Diterbitkannya SK Badan Pertanahan Nasional Nomor 24-XI-1996 tanggal 3
Desember 1996 tentang Pembatalan Sertifikat Hak Milik No. 7/Puspasari dan Sertifikat Hak
Milik No. 8/Puspasari atas pertimbangan Putusan Pengadilan Negeri Bogor tanggal 17
Oktober 1988 No. 31/Pdt.G/1988/PN.Bgr jo Putusan Pengadilan Tinggi Bandung tanggal 7
Oktober 1989 No. 233/Pdt/1989/PT.Bdg jo Putusan Mahkamah Agung RI tanggal 17
Februari 1993 No. 1311.K/Pdt/1990 dalam perkaran antara Tengku Muhammad Hasan
melawan Dharma Tandiono Sukanta. Selanjutnya, didasarkan atas Berita Acara Lelang
tanggal 27 November 1993 No. 994/1993-94 yang dimenangkan oleh R.H.A. Saleh untuk
memenuhi Penetapan Ketua Pengadilan Negeri Bogor No. 09/Eks/Pdt.PN.Bgr. jo No.
31/Pdt.G/1988/PN.Bgr tanggal 24 November 1993 dalam perkara antara Tengku
Muhammad Hasan melawan Dharma Tandiono Sukanta lalu. Tetapi lelang eksekusi tersebut
tidak benar menurut Penggugat karena dilakukan atas tanah hak milik Penggugat yang
berada pada Desa Puspasari, Kecamatan Citeureup, Kabupaten Bogor, Propinsi Jawa Barat
namun Penggugat yang dulunya bernama Gan Tjoen Nio tidak ikut sebagai pihak dalam
perkara tersebut.
Sebelum pernikahan antara Penggugat dengan Dharma Tandiono Sukanta (pihak
dalam perkara Lelang di atas) yang dahulu bernama Tan Kong Tjoan telah diadakan
perjanjian Pemisahan Harta Perkawinan yang menyebabkan barang milik Penggugat tidak
dapat digunakan untuk membayar utang Dharma Tandiono Sukanta, yang karena hal
tersebut Lelang Eksekusi di atas adalah batal demi hukum.
Sewaktu SK Badan Pertanahan Nasional Nomor 24-XI-1996 tanggal 3 Desember
1996 tentang Pembatalan Sertifikat Hak Milik No. 7/Puspasari dan Sertifikat Hak Milik No.
8/Puspasari atas Ny. Tutun Suganda diterbitkan, tanah tersebut sedang dalam penyitaan-
jaminan oleh PN Jakarta Selatan yang seharusnya Tergugat tidak dapat menerbitkan SK
yang dapat memindahkan hak atas tanah yang berstatus quo sebagaimana dimaksud dalam
Pasal 53 ayat (1) dan ayat (2) huruf C Undang-Undang Nomor 5 Tahun 1986.

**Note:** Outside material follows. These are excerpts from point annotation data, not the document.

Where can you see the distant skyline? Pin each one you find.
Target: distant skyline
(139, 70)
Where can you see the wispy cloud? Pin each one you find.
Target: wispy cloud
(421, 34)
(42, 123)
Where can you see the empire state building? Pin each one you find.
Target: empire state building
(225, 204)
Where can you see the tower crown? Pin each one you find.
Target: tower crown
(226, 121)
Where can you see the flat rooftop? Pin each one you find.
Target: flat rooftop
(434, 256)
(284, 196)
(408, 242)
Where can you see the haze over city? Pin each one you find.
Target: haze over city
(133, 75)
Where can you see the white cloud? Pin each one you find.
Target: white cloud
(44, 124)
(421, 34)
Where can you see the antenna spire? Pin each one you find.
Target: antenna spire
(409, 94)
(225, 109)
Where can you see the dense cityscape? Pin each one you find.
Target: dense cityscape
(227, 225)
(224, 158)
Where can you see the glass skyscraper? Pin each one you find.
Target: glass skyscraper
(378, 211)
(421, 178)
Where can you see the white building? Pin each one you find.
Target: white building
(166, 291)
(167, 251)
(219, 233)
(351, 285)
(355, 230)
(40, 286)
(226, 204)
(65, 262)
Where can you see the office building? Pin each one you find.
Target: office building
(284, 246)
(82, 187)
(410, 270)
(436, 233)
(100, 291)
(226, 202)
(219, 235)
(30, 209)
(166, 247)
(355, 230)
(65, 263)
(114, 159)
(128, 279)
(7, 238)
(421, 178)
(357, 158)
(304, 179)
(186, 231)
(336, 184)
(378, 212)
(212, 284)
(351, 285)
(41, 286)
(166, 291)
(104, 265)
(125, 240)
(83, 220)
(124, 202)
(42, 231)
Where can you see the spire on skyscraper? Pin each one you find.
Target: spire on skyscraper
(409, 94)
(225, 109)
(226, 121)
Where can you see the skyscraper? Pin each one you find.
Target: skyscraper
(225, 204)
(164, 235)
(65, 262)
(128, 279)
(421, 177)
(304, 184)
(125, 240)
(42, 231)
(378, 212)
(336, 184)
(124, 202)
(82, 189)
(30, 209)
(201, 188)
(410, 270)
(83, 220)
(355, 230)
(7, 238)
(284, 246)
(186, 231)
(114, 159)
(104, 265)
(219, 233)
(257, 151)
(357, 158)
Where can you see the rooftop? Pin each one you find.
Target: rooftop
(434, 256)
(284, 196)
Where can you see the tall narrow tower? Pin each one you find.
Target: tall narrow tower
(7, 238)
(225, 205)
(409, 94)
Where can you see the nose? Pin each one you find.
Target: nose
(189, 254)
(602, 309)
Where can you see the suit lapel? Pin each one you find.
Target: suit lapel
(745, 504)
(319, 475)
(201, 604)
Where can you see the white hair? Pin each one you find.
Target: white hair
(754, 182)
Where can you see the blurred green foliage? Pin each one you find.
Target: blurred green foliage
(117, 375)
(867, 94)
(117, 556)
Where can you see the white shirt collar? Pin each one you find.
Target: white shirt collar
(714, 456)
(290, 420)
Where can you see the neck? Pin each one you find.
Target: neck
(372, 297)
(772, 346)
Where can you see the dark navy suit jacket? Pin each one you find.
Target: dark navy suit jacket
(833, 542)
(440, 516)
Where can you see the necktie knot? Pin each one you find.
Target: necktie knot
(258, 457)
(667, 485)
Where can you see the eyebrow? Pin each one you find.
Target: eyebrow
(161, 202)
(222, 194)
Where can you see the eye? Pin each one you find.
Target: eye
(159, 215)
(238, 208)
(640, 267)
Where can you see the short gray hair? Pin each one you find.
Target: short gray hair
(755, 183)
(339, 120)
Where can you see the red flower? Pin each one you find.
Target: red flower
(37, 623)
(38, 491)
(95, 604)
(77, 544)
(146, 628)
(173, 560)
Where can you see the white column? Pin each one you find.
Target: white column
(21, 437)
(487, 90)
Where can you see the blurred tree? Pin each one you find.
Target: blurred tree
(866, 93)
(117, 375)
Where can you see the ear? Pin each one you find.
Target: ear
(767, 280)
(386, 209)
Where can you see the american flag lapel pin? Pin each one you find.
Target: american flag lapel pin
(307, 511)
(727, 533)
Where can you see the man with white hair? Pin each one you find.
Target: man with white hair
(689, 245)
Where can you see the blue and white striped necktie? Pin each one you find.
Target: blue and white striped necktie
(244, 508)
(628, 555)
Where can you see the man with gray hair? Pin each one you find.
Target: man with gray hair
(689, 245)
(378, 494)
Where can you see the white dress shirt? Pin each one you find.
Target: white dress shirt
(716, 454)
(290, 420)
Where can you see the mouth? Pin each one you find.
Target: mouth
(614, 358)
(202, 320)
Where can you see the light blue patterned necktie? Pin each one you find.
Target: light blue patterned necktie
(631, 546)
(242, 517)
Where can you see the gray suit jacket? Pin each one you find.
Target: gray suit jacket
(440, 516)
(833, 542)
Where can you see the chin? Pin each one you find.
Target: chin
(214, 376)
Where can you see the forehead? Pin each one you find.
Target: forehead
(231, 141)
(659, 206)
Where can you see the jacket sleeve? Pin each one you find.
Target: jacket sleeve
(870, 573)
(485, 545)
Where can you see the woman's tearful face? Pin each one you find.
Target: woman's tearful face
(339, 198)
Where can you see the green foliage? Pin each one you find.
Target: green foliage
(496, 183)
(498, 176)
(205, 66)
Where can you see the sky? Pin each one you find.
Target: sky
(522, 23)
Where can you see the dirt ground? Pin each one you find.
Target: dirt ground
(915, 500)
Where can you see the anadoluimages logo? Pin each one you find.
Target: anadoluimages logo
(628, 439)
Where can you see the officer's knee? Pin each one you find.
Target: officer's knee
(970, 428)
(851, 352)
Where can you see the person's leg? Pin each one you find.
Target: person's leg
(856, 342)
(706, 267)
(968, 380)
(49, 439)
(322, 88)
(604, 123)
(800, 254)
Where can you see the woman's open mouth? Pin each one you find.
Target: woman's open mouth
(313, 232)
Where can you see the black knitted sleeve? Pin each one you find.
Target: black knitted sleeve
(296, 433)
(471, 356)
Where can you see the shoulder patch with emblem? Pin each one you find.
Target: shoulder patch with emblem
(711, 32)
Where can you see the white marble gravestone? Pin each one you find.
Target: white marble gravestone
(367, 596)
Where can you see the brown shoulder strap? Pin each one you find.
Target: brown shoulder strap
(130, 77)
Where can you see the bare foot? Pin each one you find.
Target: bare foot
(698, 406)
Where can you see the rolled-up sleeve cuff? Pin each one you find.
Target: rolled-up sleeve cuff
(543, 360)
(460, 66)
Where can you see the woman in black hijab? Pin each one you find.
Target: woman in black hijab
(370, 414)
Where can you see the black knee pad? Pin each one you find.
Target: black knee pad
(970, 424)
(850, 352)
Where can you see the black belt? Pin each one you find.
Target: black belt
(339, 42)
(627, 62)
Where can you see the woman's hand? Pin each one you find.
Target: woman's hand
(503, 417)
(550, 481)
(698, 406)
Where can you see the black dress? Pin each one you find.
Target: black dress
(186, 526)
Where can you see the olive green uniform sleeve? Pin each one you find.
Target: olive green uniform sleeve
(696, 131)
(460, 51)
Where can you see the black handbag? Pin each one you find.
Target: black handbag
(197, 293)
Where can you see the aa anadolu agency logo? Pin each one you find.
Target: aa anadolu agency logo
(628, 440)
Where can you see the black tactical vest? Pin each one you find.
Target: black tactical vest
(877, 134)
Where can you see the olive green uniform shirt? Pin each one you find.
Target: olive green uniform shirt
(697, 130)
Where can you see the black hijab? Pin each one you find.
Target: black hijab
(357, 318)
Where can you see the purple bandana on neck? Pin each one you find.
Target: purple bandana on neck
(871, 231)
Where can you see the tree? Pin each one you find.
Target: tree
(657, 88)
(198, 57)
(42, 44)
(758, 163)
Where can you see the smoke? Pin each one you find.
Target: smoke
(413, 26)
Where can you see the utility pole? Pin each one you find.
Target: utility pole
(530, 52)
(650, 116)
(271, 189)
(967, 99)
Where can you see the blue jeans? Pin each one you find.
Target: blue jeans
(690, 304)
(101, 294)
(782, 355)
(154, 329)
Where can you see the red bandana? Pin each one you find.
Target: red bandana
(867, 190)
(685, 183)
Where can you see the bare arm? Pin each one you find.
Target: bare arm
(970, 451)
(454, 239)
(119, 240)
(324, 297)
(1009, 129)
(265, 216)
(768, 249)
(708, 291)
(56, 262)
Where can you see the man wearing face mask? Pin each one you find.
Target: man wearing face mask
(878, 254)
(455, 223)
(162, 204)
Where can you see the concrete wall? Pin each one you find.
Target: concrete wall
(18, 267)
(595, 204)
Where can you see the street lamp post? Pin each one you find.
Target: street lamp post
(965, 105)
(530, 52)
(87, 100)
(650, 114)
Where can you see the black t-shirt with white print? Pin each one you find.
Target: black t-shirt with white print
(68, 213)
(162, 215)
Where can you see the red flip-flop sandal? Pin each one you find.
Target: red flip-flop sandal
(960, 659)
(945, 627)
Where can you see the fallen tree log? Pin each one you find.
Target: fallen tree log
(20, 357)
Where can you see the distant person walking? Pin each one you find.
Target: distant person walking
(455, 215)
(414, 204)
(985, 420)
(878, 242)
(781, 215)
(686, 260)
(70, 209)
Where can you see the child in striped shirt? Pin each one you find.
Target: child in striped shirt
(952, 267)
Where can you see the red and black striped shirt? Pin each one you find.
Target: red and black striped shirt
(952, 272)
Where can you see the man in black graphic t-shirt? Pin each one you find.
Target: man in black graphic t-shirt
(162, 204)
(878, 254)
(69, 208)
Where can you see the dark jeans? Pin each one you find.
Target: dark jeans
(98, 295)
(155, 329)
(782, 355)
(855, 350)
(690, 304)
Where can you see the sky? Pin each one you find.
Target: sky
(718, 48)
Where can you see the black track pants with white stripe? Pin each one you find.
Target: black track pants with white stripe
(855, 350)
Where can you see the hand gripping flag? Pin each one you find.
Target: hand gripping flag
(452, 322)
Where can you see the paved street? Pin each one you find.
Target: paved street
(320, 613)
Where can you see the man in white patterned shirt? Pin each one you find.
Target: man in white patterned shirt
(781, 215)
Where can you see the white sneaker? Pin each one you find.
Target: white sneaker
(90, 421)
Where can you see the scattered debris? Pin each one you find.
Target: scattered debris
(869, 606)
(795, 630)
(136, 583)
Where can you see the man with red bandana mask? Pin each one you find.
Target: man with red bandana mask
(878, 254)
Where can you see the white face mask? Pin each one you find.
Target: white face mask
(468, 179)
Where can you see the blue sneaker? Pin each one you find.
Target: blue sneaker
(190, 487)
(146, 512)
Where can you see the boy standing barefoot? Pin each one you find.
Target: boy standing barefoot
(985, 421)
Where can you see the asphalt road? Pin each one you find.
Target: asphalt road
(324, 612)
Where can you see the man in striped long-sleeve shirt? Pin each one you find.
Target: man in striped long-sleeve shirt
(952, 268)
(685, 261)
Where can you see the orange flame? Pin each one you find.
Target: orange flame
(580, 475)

Berdasarkan dalil-dalil yang telah dikemukakan di atas, Penggugat mohon kepada
Ketua Pengadilan Tata Usaha Negara Jakarta untuk:
1. Mengabulkan gugatan Penggugat untuk seluruhnya;
2. Menyatakan batal atau tidak sah Surat Keputusan Tergugat No. 24-XI-1996
tanggal 3 Desember 1996 tentang Pembatalan Sertifikt Hak Milik
No.7/Puspasari dan Sertifikat Hak Milik No.8/Puspasari atas nama Ny. Tutun
Suganda tersebut;
3. Memerintahkan Tergugat untuk mencabut Surat Keputusan Tergugat No. 24-
XI-1996 tanggal 3 Desember 1996 tentang Pembatalan Sertifikt Hak Milik
No.7/Puspasari dan Sertifikat Hak Milik No.8/Puspasari atas nama Ny. Tutun
Suganda tersebut;
4. Menghukum Tergugat membayar biaya perkara yang timbul dari perkara ini.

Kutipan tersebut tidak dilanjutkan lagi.